NEW YORK – You don’t need a panel of venture capitalists to tell you the IPO market is flat and that prospects for a revival are off in the distance somewhere. But that’s exactly what four distinguished professionals discussed at a venture capital forum last month.
Before the market for initial public offerings can begin to show some life, the overall economy must improve, the stock market must show some consistency and public companies must turn in two or three quarters of profitability.
So said a panel of venture capitalists at the forum.
For now, the barrier to IPO entry is rather difficult, the panelists said, unless you’re a spin-out of an established company or have very solid fundamentals (i.e., you’re profitable, with well-regarded management and have a big-name lead underwriter).
“Eighteen months ago the IPO market was hostile to anyone without profits. Now it will look at only those companies with profits,” said Thomas Hirschfeld, managing director with J & W Seligman & Co. Inc., speaking at the sixth annual New York City Venture Capital Conference & Showcase.
Graham Anderson, general partner at EuclidSR Partners, said the legacy of foundering companies like Loudcloud are holding the market back.
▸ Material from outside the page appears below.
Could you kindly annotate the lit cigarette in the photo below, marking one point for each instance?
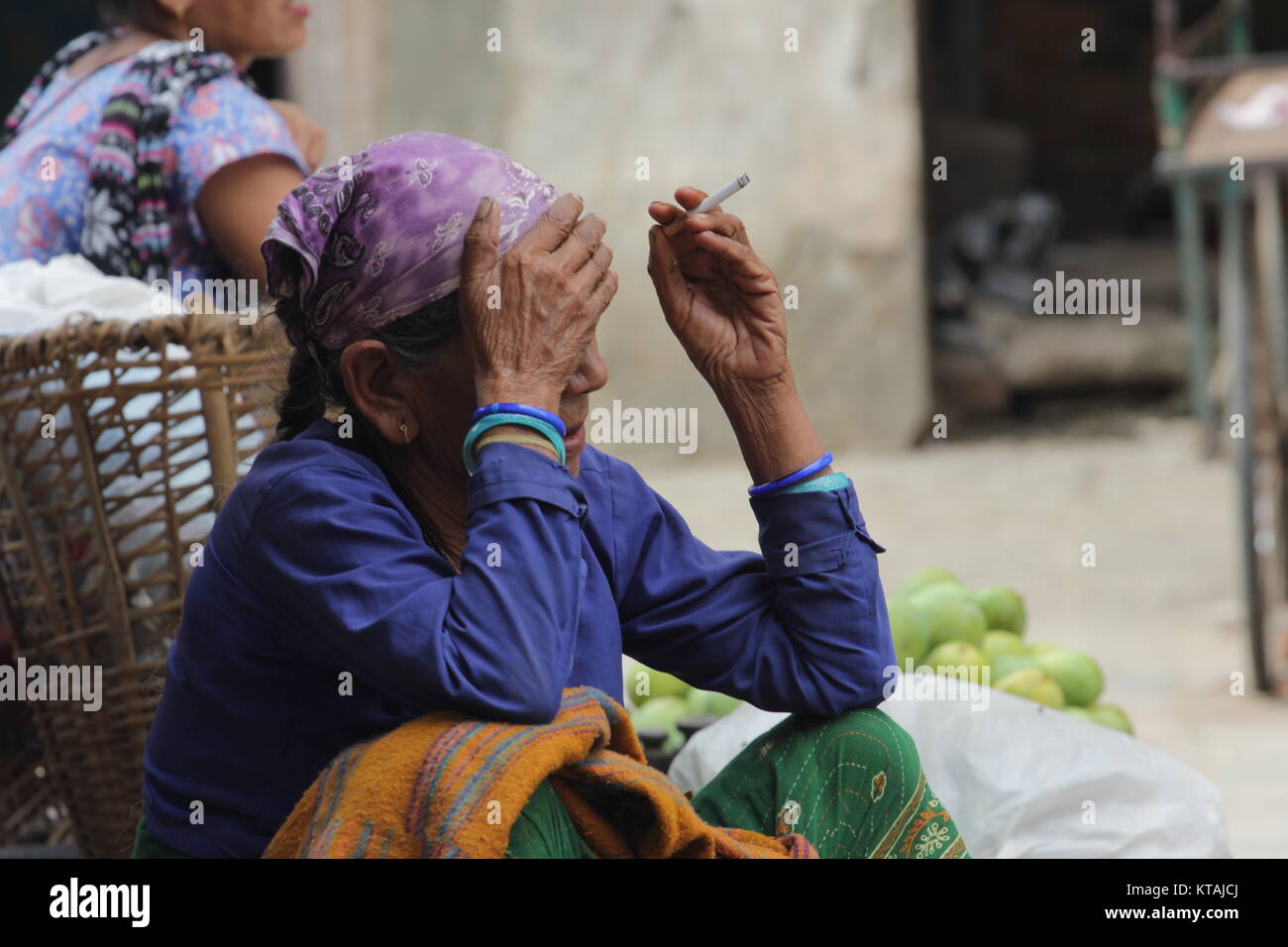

The Internet consulting company went public in March at $6, and has since dropped to under $2 amid wider-than-expected first quarter losses.
“It’s going to be ugly for awhile,” Anderson said. “The private equity markets are cyclical, always have been, and there are some long nuclear winters during that time. People investing in series C or later rounds are saying [to their companies] You better make this last.'”
Fred Wilson, managing partner at Flatiron Partners added: “The VC market is taking the place of the IPO market – it’s the only place you can get capital. Pricing pressure has lowered valuations across the board and is allowing VCs to make more money. As VCs, we will walk from a deal before paying too high a price. The [VC] industry didn’t employ good enough valuation disciplines in the past and got burned. We won’t let that happen again.”
Glen Lewy, senior managing director of Hudson Venture Partners, said companies must show a path to cash-flow positive before they can expect funded, no matter the stage. What also has changed is that, in [the late 90s], the IPO was the brass ring for these companies. Ten days after going public they were trading at unbelievable levels. The story today is that the IPO is not the end of the story. There is life after the IPO.”
The panelists said it is a good time to be a VC, if you have the patience to build a company over a five- to seven-year horizon.